Upon leaving Colorado, Kelley had try-outs with a number of CBA teams and the Denver Nuggets of the NBA.

===College statistics===

| Year | Team | GP | GS | MPG | FG% | 3P% | FT% | RPG | APG | SPG | BPG | PPG |
|---|---|---|---|---|---|---|---|---|---|---|---|---|
| 1980–81 | Colorado | 28 | 6 | 18.9 | .518 |  | .603 | 3.8 | .3 | .6 | .1 | 6.3 |
| 1981–82 | Colorado | 27 | 27 | 32.1 | .449 |  | .748 | 6.4 | 2.0 | .7 | .7 | 13.4 |
| 1982–83 | Colorado | 28 | 28 | 35.5 | .436 |  | .614 | 9.1 | 1.9 | 1.5 | .8 | 11.7 |
| 1983–84 | Colorado | 29 | 29 | 33.6 | .433 |  | .743 | 6.8 | 1.9 | .9 | .4 | 10.8 |
| Career |  | 112 | 90 | 30.0 | .450 |  | .686 | 6.5 | 1.5 | .9 | .5 | 10.5 |

==Professional career==

===NBL===
In 1985, Kelley moved to Australia and joined the Bankstown Bruins of the National Basketball League (NBL). He scored 40 points or more four times, including a 51-point game. In 25 games, he averaged 31.6 points, 12.6 rebounds, 1.5 assists, 1.2 steals and 1.6 blocks per game.

Kelley continued on with the franchise in 1986, now known as the West Sydney Westars, and helped them reach the playoffs. He twice scored 40 points or more during the season. In 27 games, he averaged 29.0 points, 12.5 rebounds, 2.3 assists, 1.2 steals and 1.2 blocks per game.

In his third season with the franchise in 1987, Kelley scored 30 points or more six times and averaged 24.0 points, 9.4 rebounds, 2.2 assists and 1.2 steals in 25 games.

In 77 career NBL games, Kelley averaged 28.2 points and 11.5 rebounds.

===Portugal===
Kelley's next two years were spent in Portugal with Ginásio, where he helped them win the second division in 1988 and move up to the first division.

===SBL===
In 1990, Kelley returned to Australia and joined the Kanyana Kings in Mandurah to play in the team's inaugural season in Western Australia's State Basketball League (SBL). He helped the Kings finish in second place on the regular-season standings with a 20–6 record. In 29 games, he averaged 36.6 points.
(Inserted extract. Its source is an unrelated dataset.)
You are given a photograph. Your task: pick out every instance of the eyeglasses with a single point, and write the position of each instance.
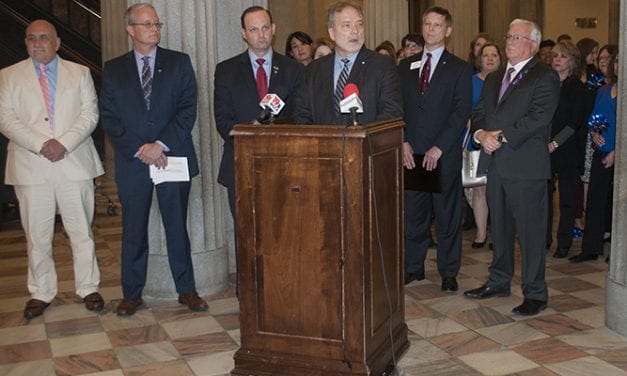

Kelley joined the Wanneroo Wolves in 1991 and went on to play seven seasons for the team. He was named the SBL's Most Valuable Player in 1992 and was player-coach of the Wolves' 1993 championship team. He was also Club MVP in each of his seven seasons. In 196 games for the Wolves, he averaged 27.4 points.

In 1998 and 1999, Kelley played for the Rockingham Flames. In 59 games for the Flames, he averaged 22.7 points per game. In 2000, he returned to Mandurah to play for the renamed Magic. In 44 games over two seasons, he averaged 23.8 points. Kelley's final season came in 2002, averaging 26.3 points in 23 games for the East Perth Eagles.

Kelley retired having played 351 SBL games across 13 seasons with 9,428 career points at 26.9 per game. He is the league's all-time leading scorer, and in 2013, he was named in the SBL's 25th Year All Star Team.

==Personal==
Kelley has dual citizenship with the United States and Australia. His wife is Australian.

Kelley's daughter Desiree plays for the Willetton Tigers in the NBL1 West. His nephew Ryan also played college basketball for Colorado.